While it may certainly seem that all is well in China (for now), we continue to sound the alarm bell on the “Old China” economy in particular with respect to 2H17E and beyond.
Take a look at this morning’s China Industrial Production report in context:
- JUNE +7.6%
- JULY +6.4%
- AUG +6.0%
In rate of change terms, they are slowing.
Far and away the most important development in China’s most recent GDP release is the fact that the nominal growth rate of China’s manufacturing sector decelerated from a cycle-peak of +14.2% year-over-year in 1Q17 to +12.7% year-over-year in 2Q17. While that may not seem like much of a pullback, it does mark the first sequential deceleration since nominal growth in this sector bottomed at +0.9% year-over-year in 3Q15. Moreover, its trailing twelve month contribution to broader Chinese economic growth remains overextended at a historically unsustainable rate of 46.5%.
Case in point, already in 2017, the People’s Bank of China has pulled back significantly. PBoC Open Market Operations are down -246% year-over-year in 2017 versus an increase of +689% year-over-year by this time last year. For the full year of 2016, the PBoC pumped a staggering net 1.727 trillion Chinese yuan into mainland financial markets.

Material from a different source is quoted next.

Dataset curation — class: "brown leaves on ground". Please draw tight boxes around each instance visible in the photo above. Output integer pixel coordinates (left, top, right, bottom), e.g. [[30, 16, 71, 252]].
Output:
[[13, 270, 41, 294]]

All told, we reiterate our bearish bias on the “Old China” economy with respect to the intermediate term and suspect that the nascent deceleration highlighted by the Q2 GDP data will morph into a full-blown negative trend over the next few months. This outcome should help perpetuate another leg down in commodity-oriented reflation over the intermediate term.
China represents roughly half of global demand for major base metals, according to the IMF. A slowdown in China should help perpetuate another leg down in commodity-oriented reflation over the intermediate term. Investors should avoid Energy (XLE) Metals and Mining (XME) stocks domestically.